Over half of Syria‘s pre-war population of 22 million has been displaced either internally or abroad. In camps throughout Idlib governorate in Northern Syria, millions of internally displaced people (IDPs) live on the outskirts of cities and towns still outside of the regime’s control, many of them displaced several times over. With the regime closing in on these areas, Syria’s neighbors are bracing themselves for perhaps the largest wave of refugees yet.
But mainstream coverage of the refugee crisis often omits the fact that displacement of Syrians from their homes en masse is not merely a tragic consequence of the war—it is a goal in itself. The migrations seen since 2011 are the result of a deliberate strategy by the Assad regime to depopulate strategically important areas of their Sunni inhabitants and resettle those areas with groups loyal to the regime.
Over the course of the war, a familiar pattern has emerged. As in Aleppo, Ghouta, and other cities throughout central and southern Syria, the regime and its allies lay siege, sometimes for years, to the Sunni-majority cities, towns and neighborhoods from which the opposition draws its support. Eventually, when opposition forces can no longer hold out, the regime offers the opportunity for both fighters and civilians to evacuate as it retakes the area. Following these evacuation deals, the (mostly Sunni) IDPs flee in droves to opposition-held territories, fearing that they will be detained, conscripted, disappeared, or killed when the regime returns.
This strategy has dramatically shifted Syria’s demographics, and will have serious implications for the country’s future long after the fighting has ended. The overall effect of these forced migrations has been a large-scale shift of Sunni populations out of Syria’s major central and coastal cities – the region the regime considers “essential Syria” – and into the smaller cities and rural areas to the north and east. Historically, the Assad regime has drawn its support from the country’s minority Alawite population, which dominates the country’s military and political leadership, while support for the opposition has been primarily Sunni. As the regime recaptures neighborhoods, it encourages Shi’ites – including foreign militants – to settle there with their families. Even the Assad regime’s approach to reconstruction is designed to marginalize those seen as disloyal to the regime, with new laws making it nearly impossible for those who fled to reclaim their property if they return. With these steps, the regime has insulated itself by pushing Sunni populations out of Syria’s urban centers and coastal areas and discouraging them from returning, thus making it less likely that a revolt would find fruitful ground there in the future.

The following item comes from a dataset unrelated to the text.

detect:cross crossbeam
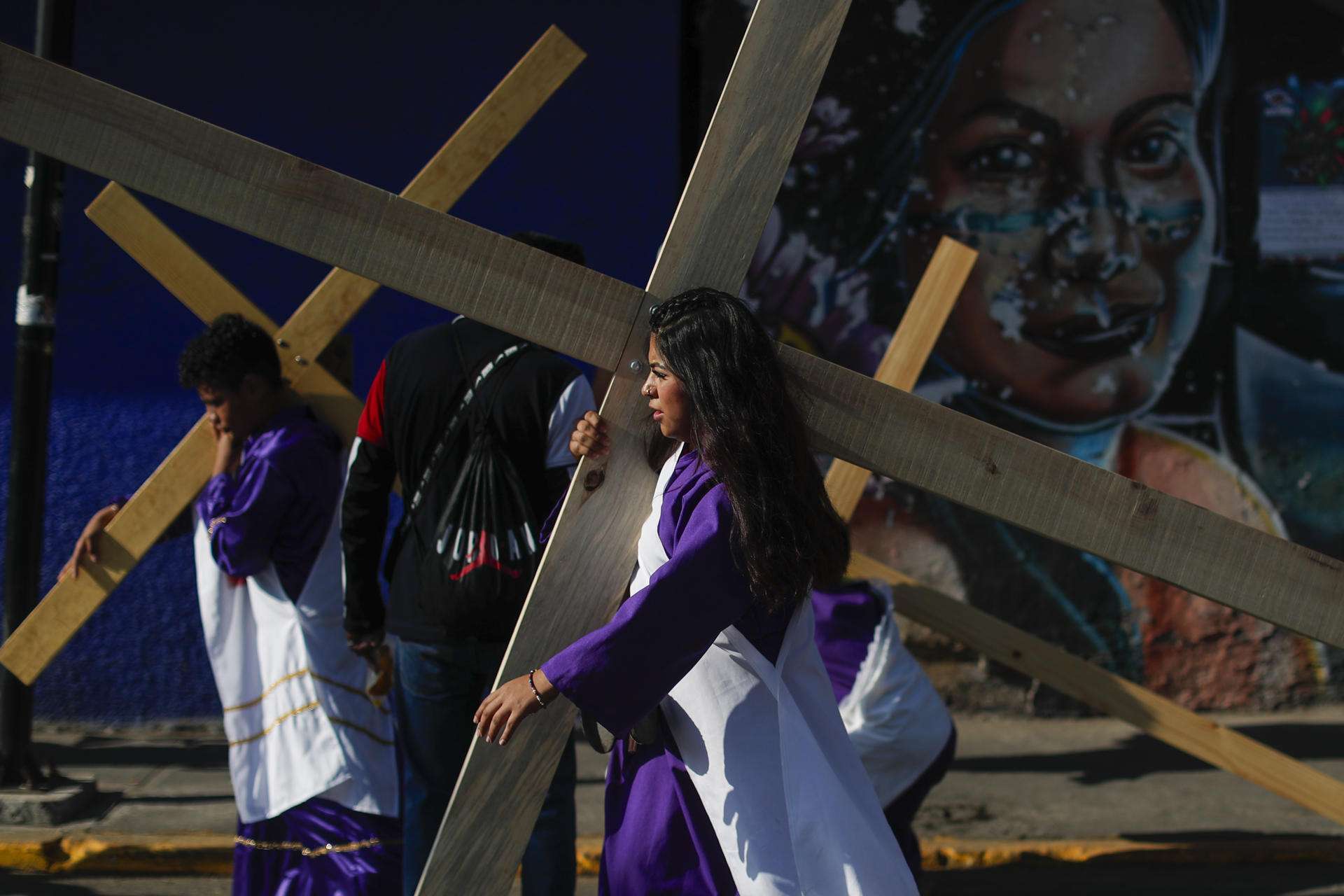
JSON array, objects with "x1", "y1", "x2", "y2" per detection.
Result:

This issue has taken on renewed importance as the international community has largely accepted that the regime will win the war, and some of Syria’s neighbors have begun repatriating refugees. Feeling squeezed by domestic political and economic stresses, many host countries are eager to see these refugees returned, and the regime and Russia have readily promoted the narrative that it is safe to come home. But, as geopolitical pressures contrive to hasten the war to an end, there is a grave risk of further entrenching the divisions the regime has drawn.
The international community must not forget Assad’s hand in orchestrating the refugee crisis, or his motivations for doing so. Repatriating displaced Syrians and normalizing the regime before the fundamental causes of the revolution are addressed would be unwise and unfair; the regime has no intention of reintegrating these people into the country when it has spent years working to marginalize them. And while there is a great need for international humanitarian aid to rebuild Syria’s infrastructure, any assistance must come with strict stipulations for the treatment of returned Syrians and the use of the funds – the U.S. and Europe must not fund efforts that further entrench the segregation of Syrians by sect and loyalty. While the current US policy of withholding aid on the condition of a political transition is unrealistic, the aim is sound: the United States should not be party to the Assad regime remaking the country to its political benefit.